In an interview with Charlie Rose of 60 Minutes, Bezos recalls those early days in 1995 when things were touch and go.
The comments about raising capital did not make it into the main broadcast, with good reason given the scoop that Rose obtained in uncovering that Amazon.com is experimenting with a new system to deliver packages via aerial drones.
But they did make it into a 60 Minutes “Extra” segment. Here’s Bezos talking more about raising that first round of cash.
Bezos: “The riskiest moment for Amazon, Charlie, was at the very, very beginning. I needed to raise $1 million at a certain point, and I ended up giving away 20 percent of the company for a million dollars.”
Rose: “A helluva a deal for somebody.”
Bezos: “A lot of people did very well on that deal (laughs). But they also took a risk, so they deserve to do very well on that deal.

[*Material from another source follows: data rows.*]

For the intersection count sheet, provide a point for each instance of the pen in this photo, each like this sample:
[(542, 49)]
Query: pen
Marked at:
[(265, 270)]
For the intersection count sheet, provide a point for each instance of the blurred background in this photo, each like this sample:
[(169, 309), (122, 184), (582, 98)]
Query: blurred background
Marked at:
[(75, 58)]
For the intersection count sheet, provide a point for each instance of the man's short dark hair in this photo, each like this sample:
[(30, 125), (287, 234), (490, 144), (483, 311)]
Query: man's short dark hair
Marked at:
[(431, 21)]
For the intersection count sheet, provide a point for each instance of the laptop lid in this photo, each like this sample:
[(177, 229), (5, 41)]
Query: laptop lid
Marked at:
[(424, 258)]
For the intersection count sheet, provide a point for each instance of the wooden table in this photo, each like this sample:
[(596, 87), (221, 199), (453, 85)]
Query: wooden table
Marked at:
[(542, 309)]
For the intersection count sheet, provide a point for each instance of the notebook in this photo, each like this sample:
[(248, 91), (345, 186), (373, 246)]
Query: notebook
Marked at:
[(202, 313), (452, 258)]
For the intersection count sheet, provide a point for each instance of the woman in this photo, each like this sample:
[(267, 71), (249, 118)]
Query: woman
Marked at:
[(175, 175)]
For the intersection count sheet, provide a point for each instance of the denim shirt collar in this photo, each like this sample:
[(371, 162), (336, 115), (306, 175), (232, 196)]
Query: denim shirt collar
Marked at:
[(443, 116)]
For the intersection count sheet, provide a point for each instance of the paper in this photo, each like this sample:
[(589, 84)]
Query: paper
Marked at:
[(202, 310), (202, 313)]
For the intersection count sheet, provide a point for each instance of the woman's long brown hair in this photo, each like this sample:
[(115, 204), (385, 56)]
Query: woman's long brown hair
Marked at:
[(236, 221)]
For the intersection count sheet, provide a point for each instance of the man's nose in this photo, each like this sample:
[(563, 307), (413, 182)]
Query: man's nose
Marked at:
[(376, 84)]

But I had to take 60 meetings to raise $1 million, and I raised it from 22 people at approximately $50,000 a person. And it was nip and tuck whether I was going to be able to raise that money. So, the whole thing could have ended before the whole thing started. That was 1995, and the first question every investor asked me was: ‘What’s the Internet?’”
You can see the full interview below:
Of course, some Seattleites benefitted handsomely from their early investments in Amazon, including Madrona Venture Group’s Tom Alberg (who remains on the company’s board) and venture capitalist and entrepreneur Nick Hanauer (who has since sold off his stake).
It’s fascinating to hear Bezos talk about his struggles raising capital, showing that he’s not forgotten those entrepreneurial roots. In fact, those comments could foreshadow how he may spend some of his estimated $27 billion fortune in the coming years, perhaps funneling even more money to new ventures through his venture capital arm, Bezos Expeditions.
But, for now, Bezos is very much focused on building Amazon for the long-term. In the main interview, Bezos talks about how all companies tend to lose their luster over time, noting that “Amazon will be disrupted some day” and noting that companies inevitably “come and go.” He then tells Rose that he just hopes that happens to Amazon well after he’s dead.